In 1912, Hashimoto traveled to University of Göttingen in Germany to study pathology under the training of Eduard Kaufmann, with particular emphasis on tuberculosis of the urinary tract. In 1915, Hashimoto returned to Japan via England as the First World War was underway. In 1916, he came back to his hometown, Igamachi, and became the town doctor, setting up his own surgical clinic. As a surgeon and general practitioner, Hashimoto would frequently visit patients in their homes, often utilising a rickshaw, regardless of distance. In critical patients, he would perform surgery at their homes with only trained nurses accompanying him. He was also known to not charge fees to his poor patients. During this time, Hashimoto was often seen studying medicine late in the evening and was regarded as a lifelong student.

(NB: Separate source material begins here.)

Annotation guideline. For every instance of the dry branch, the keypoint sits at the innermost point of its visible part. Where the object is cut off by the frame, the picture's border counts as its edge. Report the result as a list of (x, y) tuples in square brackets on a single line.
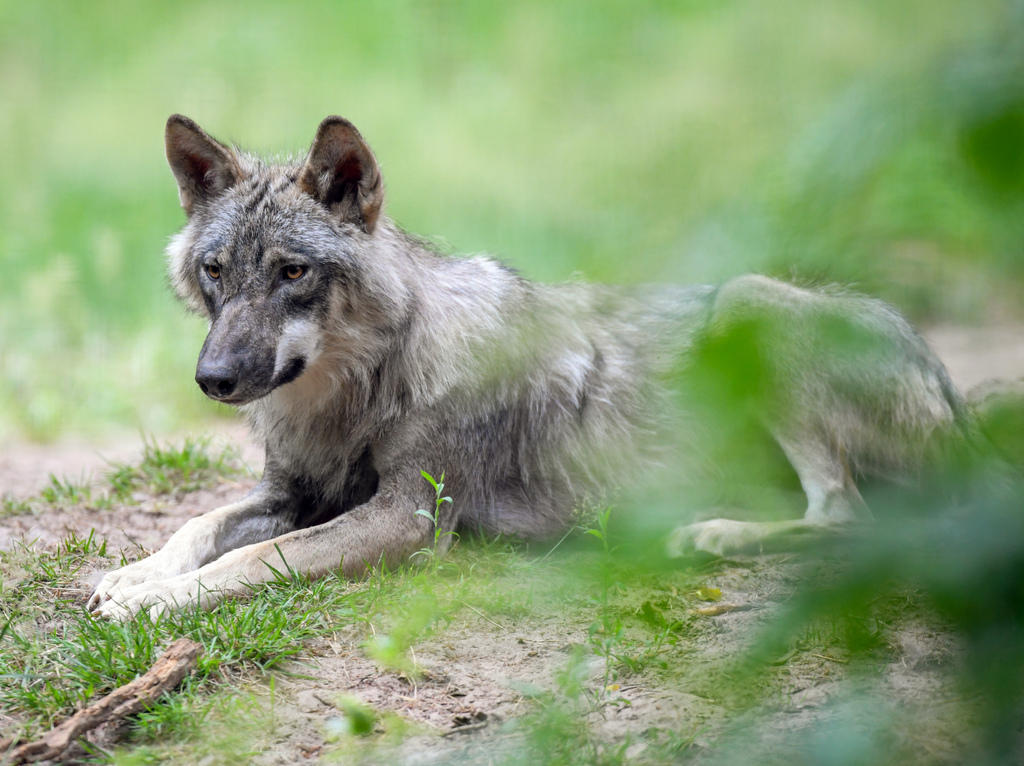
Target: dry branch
[(166, 673)]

In December 1933, Hashimoto fell ill with typhoid fever and eventually died at home on 9 January 1934 at the age of 52.
In 1912, he published a paper, Kojosen rinpa-setsu shusho-teki henka ni kansuru kenkyu hokoku or Zur Kenntnis der lymphomatösen Veränderung der Schilddrüse (Struma lymphomatosa) or (Report on lymphomatous goiter) in "Archiv für klinische Chirurgie", Berlin, 1912:97:219-248.
Years later, this paper was evaluated by English and American researchers, and the disease it described was recognized as an independent illness.
In American medical books, it was named Hashimoto's thyroiditis.
Hashimoto married Yoshiko Miyake, the daughter of a naval doctor who studied Japanese literature at the Nara' Women's Higher College for Education. The couple had 4 children; one daughter (Hanako) and three sons (Ken'ichi, Haruo, Kazuo). He was a devout Buddhist and was head of the Buddhist association at Kyushu University during his time as a student. On holidays, he was known to frequent Osaka or Kyoto by train and particularly enjoyed Kabuki theatre and foreign book-shopping.
To honor his achievements, Kyushu University named a road on its Maidashi campus "Hashimoto Street".